Given their arrogance, pomposity and habitual absurdities, it is hard not to feel a certain satisfaction with the comeuppance that Brexit has delivered to the unaccountable European Union bureaucrats in Brussels.
Nonetheless, we would do well to refrain from smug condescension. Unity is not easy. What began in 1951 as a six-member European Coal and Steel Community was grounded in a larger conception of a united Europe born from the ashes of World War II. Seven decades into the postwar era, Britain wants out and the EU is facing an existential crisis.
Yet where were we Americans seven decades into our great experiment in continental confederation, our “more perfect union” contracted under the Constitution of 1787? At Fort Sumter.

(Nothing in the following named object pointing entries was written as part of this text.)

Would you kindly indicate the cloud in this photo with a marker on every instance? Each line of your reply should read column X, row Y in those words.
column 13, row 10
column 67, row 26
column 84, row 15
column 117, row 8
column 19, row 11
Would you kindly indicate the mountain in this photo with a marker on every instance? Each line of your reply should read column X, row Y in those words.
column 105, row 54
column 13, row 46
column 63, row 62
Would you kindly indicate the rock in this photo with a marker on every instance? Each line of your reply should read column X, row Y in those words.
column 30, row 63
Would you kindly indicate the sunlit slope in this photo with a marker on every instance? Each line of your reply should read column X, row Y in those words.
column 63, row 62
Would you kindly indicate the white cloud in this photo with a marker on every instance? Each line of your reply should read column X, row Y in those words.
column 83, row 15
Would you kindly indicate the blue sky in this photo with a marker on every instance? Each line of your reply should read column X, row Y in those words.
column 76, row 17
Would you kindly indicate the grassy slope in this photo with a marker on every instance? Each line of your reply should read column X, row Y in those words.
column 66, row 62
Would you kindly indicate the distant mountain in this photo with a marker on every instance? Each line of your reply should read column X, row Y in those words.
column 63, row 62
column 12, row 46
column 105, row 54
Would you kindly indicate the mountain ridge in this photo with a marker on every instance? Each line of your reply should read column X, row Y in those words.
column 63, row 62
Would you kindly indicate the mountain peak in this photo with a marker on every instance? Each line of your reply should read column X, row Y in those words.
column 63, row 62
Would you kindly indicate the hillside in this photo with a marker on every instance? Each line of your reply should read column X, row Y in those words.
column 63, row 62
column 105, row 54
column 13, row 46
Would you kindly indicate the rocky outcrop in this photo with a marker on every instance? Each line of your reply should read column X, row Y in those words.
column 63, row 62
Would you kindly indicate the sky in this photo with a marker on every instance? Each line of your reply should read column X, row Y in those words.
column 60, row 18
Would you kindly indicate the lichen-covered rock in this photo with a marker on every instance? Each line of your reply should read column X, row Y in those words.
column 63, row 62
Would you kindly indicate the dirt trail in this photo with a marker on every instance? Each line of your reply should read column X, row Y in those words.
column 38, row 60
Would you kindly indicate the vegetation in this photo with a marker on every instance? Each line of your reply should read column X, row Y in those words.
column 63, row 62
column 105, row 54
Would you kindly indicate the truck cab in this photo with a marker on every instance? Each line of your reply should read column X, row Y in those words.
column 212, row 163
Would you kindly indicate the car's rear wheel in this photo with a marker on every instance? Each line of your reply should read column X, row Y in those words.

The failure of our federal idea gave us civil war and 600,000 dead. Brexit has killed no one (so far). Moreover, Europe never had our advantage of a common language, common heritage and common memory of heroic revolutionary struggle against a common (British) foe. The European project tries to forge the union of dozens of disparate peoples, ethnicities, languages and cultures, amid the searing memories of the two most destructive wars in history fought among and against each other.
The result is the EU, a great idea badly executed. The founding motive was obvious and noble: to reconcile the combatants of World War II, most especially France and Germany, and create conditions that would ensure there could be no repetition. Onto that was appended the more utopian vision of a continental superstate that would once and for all transcend parochial nationalism.
That vision blew up with Brexit on June 23. But we mustn’t underestimate the significance, and improbability, of the project’s more narrow, but still singular, achievement — peace.
Not only is there no armed conflict among European states. The very idea is inconceivable.
Give the EU its due. It has championed and advanced a transnational idea that has helped curb the nationalist excesses that culminated in two world wars.
Advanced not quite enough, however. Certainly not enough to support its disdainful, often dismissive, treatment of residual nationalisms and their democratic expressions.
Such high-handed overriding of popular sentiment could go on only so long. Until June 23, 2016, to be precise.
To be sure, popular sentiment was rather narrowly divided. The most prominent disparity in the British vote was generational. The young, having grown up in the new Europe, are more comfortable with its cosmopolitanism and have come to expect open borders, open commerce and open movement of people. They voted overwhelmingly — by 3 to 1 — to Remain. Leave was mainly the position of an older generation no longer willing to tolerate European assaults on British autonomy and sovereignty.
What pushed the Leave side over the top was less policy than primacy. Who runs Britain? Amazingly, about half of the laws and regulations that govern British life today come not from Westminster but from Brussels.
Brexit was an assertion of national sovereignty and an attempt, in one fell swoop, to recover it.
There is much to admire in that impulse. But at what cost? Among its casualties may be not just the European project but possibly the United Kingdom itself. The Scots are already talking about another vote for independence. And Northern Ireland, which voted to remain in the EU, might well seek to unite with the Republic.
Talk about a great idea executed badly. In seeking a newly sovereign United Kingdom, the Brits might well find themselves having produced a little England.